Кладбище для однокла$$ников (Сборник) - Сергей Дышев
Шрифт:
Интервал:
Закладка:
В эту же ночь его допрашивали в управлении. Он молчал. Только на третий день Поташов презрительно поинтересовался:
– И как же вам удалось меня вычислить?
– Вы зарвались, Поташов, или, как там вас, Кассио. Вы посчитали себя богом, а это великий грех, который надо искупать. Мы проверили вашу биографию, узнали много интересного. Например, что полгода служили офицером в органах внутренних дел, уволились, не сдав служебное удостоверение, которое использовали для того, например, чтобы проникнуть в кабинет Вершинского и заложить взрывное устройство. Вы неплохо тогда загримировались, нацепили контактные линзы. Я помню, как вы слегка задели меня на входе… Высший шик у профессиональных диверсантов! Но вы забыли, что перед тем, как взять вас в органы внутренних дел, вам сделали спецпроверку, и все школы, где вы учились, нам были известны. В том числе и школа № 2773. В нашей беседе вы скрыли этот факт. Не скрою, нам очень трудно было поймать вас. Мы подозревали по очереди всех одноклассников, а они погибали один за другим. Трудно было с точки зрения человеческой логики понять причины зверских убийств. Такая изощренная, выношенная месть, как настоянный яд…

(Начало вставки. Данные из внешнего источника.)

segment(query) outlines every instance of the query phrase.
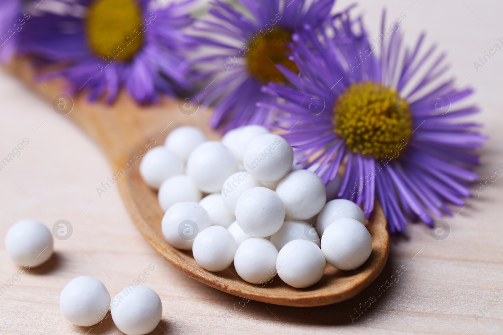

Поташов саркастически рассмеялся:
– Да что вы понимаете в мести? Это самое кроветворное средство для организма, она – живородящее деяние, это самый великий стимул, она вела меня по жизни, и все, чего я достиг, господа сыщики, – благодаря ей! Да, я послужил в органах, хотел почувствовать власть, но быстро понял, что это всего лишь жалкое превосходство перед пьяницами и бомжами. Я получил философское и медицинское образование, развивал биоэнергетические способности и стал «сенсом» высшей категории; теперь я могу уйти в Астральный мир! Я могу равно как излечить, так и искалечить, совершенно не прикасаясь пальцами – моим оружием стало мое «поле»…
– И все же ваше тщеславие осталось неудовлетворенным?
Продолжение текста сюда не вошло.